4. Setelah melakukan orientasi, maka tim monitoring kontak sebaiknya dibekali alat-alat berikut ini,
a. Formulir pendataan kontak (lampiran 11)
b. Formulir monitoring harian kontak (lampiran 2)
c. Pulpen
d. Termometer (menggunakan thermometer tanpa sentuh jika tersedia)
e. Hand sanitizer (cairan untuk cuci tangan berbasis alkohol)
f. Informasi KIE tentang COVID-19
g. Panduan pencegahan penularan di lingkungan rumah
h. Panduan alat pelindung diri (APD) untuk kunjungan rumah
i. Daftar nomor-nomor penting
j. Sarung tangan
k. Masker bedah
l. Identitas diri maupun surat tugas
m. Alat komunikasi (grup Whatsapp dll)
5. Seluruh kegiatan tatalaksana kontak ini harus dilakukan dengan penuh empati kepada kontak erat, menjelaskan dengan baik, dan tunjukkan bahwa kegiatan ini adalah untuk kebaikan kontak erat serta mencegah penularan kepada orang-orang terdekat (keluarga, saudara, teman dan sebagainya).
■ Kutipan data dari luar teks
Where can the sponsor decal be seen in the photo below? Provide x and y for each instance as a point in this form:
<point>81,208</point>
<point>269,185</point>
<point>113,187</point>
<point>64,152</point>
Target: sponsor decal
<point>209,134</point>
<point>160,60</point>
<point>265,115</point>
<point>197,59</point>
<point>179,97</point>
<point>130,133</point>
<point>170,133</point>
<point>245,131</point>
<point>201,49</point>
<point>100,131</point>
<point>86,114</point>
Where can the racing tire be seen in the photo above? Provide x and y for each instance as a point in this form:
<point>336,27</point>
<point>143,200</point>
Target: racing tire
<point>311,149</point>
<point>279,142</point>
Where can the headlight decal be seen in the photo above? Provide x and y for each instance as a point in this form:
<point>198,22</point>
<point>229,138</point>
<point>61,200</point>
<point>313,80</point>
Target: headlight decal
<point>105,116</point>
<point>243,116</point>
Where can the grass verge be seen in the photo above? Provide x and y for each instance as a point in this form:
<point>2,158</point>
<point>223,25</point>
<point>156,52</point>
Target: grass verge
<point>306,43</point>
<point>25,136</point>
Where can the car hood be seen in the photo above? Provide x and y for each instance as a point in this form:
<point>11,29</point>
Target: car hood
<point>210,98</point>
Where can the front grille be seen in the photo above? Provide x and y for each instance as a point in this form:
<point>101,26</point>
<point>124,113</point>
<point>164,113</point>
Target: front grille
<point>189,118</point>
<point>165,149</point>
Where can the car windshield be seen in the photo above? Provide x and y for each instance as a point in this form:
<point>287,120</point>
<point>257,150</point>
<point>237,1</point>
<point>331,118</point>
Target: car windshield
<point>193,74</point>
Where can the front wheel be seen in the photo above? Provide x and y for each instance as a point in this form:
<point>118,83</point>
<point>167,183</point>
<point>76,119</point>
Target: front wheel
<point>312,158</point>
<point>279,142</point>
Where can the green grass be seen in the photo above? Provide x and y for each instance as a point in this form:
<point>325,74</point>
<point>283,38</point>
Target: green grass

Diharapkan tim promosi kesehatan juga berperan dalam memberikan edukasi dan informasi yang benar kepada masyarakat.
6. Petugas surveilans kab/kota dan petugas survelans provinsi diharapkan dapat melakukan komunikasi, koordinasi dan evaluasi setiap hari untuk melihat perkembangan dan pengambilan keputusan di lapangan.
2.6 Pencatatan dan Pelaporan
Data penemuan kasus PDP, ODP, OTG COVID-19 yang dicatat dan dilaporkan sesuai dengan format dalam lampiran termasuk jika tidak ditemukan kasus (zero reporting).
2.6.1 Di Pintu Masuk Negara
Formulir yang digunakan di KKP adalah:
a. Formulir pemantauan petugas kesehatan (lampiran 3)
b. Formulir notifikasi HAC dan penemuan kasus (lampiran 1) yang dilaporkan setiap hari kepada Dinas Kesehatan Provinsi dan Dinas Kesehatan Kab/Kota sesuai dengan tempat tinggal kasus serta ditembuskan ke PHEOC Ditjen P2P.
2.6.2 Di Wilayah
Formulir yang digunakan adalah:
a. Rumah Sakit, Klinik
- Formulir pemantauan (lampiran 2 dan lampiran 3)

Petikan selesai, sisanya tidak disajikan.